LS: Directory Listing
LS displays files and directories in a tree structure at a specified path. It helps explore the filesystem structure before performing operations.
Complete Prompt
// Tool Prompt: LS
export const DESCRIPTION = 'Lists files and directories in a given path. The path parameter must be an absolute path, not a relative path. You should generally prefer the Glob and Grep tools, if you know which directories to search.'
Tool Prompt: LS
Lists files and directories in a given path. The path parameter must be an absolute path, not a relative path. You should generally prefer the Glob and Grep tools, if you know which directories to search.
How It Works
LS implements directory listing through a breadth-first traversal approach:
-
Core Components
- Simple interface with a single path parameter
- Tree-style rendering for clear visualization
- Safety checks and permission verification
-
Directory Traversal
- Breadth-first search for efficient directory processing
- Tree structure generation for hierarchical display
- Filtering of hidden files and system directories
Let's look at the core implementation:
// Core BFS directory traversal function
function listDirectory(
initialPath: string,
cwd: string,
abortSignal: AbortSignal,
): string[] {
const results: string[] = []
const queue = [initialPath]
while (queue.length > 0) {
// Stop if we hit limits or abort
if (results.length > MAX_FILES || abortSignal.aborted) {
return results
}
const path = queue.shift()!
if (skip(path)) { // Skip hidden files and specific directories
continue
}
if (path !== initialPath) {
results.push(relative(cwd, path) + sep)
}
// Read directory contents
let children
try {
children = readdirSync(path, { withFileTypes: true })
} catch (e) {
// Handle permission errors and other exceptions
logError(e)
continue
}
// Process each child entry
for (const child of children) {
if (child.isDirectory()) {
queue.push(join(path, child.name) + sep)
} else {
const fileName = join(path, child.name)
if (skip(fileName)) {
continue
}
results.push(relative(cwd, fileName))
if (results.length > MAX_FILES) {
return results
}
}
}
}
return results
}
The file tree creation and rendering logic is particularly interesting:
// Creates a hierarchical tree structure from flat paths
function createFileTree(sortedPaths: string[]): TreeNode[] {
const root: TreeNode[] = []
for (const path of sortedPaths) {
const parts = path.split(sep)
let currentLevel = root
let currentPath = ''
// Build tree nodes for each path component
for (let i = 0; i < parts.length; i++) {
const part = parts[i]!
if (!part) continue // Skip empty parts (trailing slashes)

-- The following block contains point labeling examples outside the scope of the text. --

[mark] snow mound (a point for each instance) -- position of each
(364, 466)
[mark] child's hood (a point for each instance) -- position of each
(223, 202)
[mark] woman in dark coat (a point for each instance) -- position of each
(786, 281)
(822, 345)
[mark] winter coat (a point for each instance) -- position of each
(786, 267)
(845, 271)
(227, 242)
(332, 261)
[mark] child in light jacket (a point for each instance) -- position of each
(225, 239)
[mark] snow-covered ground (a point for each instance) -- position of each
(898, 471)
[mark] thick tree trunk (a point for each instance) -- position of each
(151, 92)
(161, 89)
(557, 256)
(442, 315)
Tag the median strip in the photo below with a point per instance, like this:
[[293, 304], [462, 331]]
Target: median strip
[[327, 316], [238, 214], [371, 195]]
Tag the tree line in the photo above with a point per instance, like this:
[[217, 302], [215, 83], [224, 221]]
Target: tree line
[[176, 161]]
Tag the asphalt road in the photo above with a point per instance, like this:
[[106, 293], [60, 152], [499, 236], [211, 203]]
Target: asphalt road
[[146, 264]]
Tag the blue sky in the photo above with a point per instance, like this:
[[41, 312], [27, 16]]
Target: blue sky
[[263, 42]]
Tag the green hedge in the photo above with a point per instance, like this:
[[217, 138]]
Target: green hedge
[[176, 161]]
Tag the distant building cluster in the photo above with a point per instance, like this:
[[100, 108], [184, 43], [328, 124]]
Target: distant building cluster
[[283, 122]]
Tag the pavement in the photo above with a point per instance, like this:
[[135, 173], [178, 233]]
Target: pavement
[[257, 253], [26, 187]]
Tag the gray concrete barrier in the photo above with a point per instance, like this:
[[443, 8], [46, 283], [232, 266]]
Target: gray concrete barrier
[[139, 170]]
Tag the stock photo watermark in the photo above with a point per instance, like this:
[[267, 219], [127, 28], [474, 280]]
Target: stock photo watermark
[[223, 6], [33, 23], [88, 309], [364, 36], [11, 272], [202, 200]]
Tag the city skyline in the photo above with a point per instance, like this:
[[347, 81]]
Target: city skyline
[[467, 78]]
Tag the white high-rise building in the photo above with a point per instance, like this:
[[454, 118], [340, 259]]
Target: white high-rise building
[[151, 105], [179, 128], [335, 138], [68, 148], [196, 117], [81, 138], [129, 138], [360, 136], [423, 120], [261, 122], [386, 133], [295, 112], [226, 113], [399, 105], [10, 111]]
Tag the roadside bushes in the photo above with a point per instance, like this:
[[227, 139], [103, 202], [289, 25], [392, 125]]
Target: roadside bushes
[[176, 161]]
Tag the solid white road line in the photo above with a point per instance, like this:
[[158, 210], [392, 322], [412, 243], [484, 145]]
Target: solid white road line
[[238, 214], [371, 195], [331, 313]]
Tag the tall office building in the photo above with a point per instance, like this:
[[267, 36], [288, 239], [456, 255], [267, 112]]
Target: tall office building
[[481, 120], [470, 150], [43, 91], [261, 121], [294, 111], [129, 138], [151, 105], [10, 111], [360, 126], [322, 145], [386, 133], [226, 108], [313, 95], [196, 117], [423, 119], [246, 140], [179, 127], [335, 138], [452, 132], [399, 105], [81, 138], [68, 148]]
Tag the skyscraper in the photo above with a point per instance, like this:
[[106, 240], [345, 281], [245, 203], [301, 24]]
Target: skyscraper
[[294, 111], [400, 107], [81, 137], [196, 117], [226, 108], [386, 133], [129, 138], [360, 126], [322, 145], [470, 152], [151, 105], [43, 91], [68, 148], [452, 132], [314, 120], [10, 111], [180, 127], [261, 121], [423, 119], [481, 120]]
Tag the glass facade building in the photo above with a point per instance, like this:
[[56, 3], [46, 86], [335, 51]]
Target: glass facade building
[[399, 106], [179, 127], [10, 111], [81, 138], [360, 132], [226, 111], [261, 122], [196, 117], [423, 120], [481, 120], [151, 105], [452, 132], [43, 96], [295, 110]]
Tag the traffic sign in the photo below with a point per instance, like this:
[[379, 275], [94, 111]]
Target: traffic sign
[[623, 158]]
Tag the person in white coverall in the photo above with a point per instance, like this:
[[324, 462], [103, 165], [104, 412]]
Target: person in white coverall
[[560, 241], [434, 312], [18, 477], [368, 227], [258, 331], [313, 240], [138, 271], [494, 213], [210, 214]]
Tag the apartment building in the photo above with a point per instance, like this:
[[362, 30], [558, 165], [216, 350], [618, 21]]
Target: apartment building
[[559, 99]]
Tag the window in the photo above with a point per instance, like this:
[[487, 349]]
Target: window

currentPath = currentPath ? `${currentPath}${sep}${part}` : part
const isLastPart = i === parts.length - 1
// Find existing node or create new one
const existingNode = currentLevel.find(node => node.name === part)
if (existingNode) {
currentLevel = existingNode.children || []
} else {
const newNode: TreeNode = {
name: part,
path: currentPath,
type: isLastPart ? 'file' : 'directory',
}
if (!isLastPart) {
newNode.children = []
}
currentLevel.push(newNode)
currentLevel = newNode.children || []
}
}
}
return root
}
Key Features
LS provides these important capabilities:
-
Directory Analysis
- Breadth-first search for efficient traversal
- Filtering of hidden files and system directories
- Type detection for files and directories
- Tree formatting for hierarchical visualization
-
Safety Measures
- 1000 file limit to manage output size
- Truncation indicators for large directories
- Error handling for permission issues
- Security warnings for suspicious files (internal only)
-
Display Options
- Compact mode for terminal display
- Verbose mode for detailed listing
- Tree structure for intuitive navigation
Architecture
The LS tool has these main components:
LSTool.tsx (React component)
↓
listDirectory() (Breadth-first traversal)
↓
createFileTree() (Hierarchical structure creation)
↓
printTree() (ASCII tree rendering)
There's an interesting comment in the code: "TODO: Kill this tool and use bash instead" - suggesting that in a future refactoring, this functionality might be replaced by the Bash tool.
Permissions
LS uses the standard read permission model:
needsPermissions({ path }) {
return !hasReadPermission(path)
}
This verifies read access to the specified directory before listing its contents. The permission system prevents access to sensitive system directories.
Usage Examples
Typical use cases:
-
Exploring project structure
LS(path: "/path/to/project")
-
Checking available assets
LS(path: "/path/to/project/assets")
-
Verifying directory existence
LS(path: "/path/to/project/src") // Before creating files or running commands
LS is useful for initial exploration of unfamiliar codebases and for verifying directory contents before performing operations. It's often one of the first tools used when working with a new project.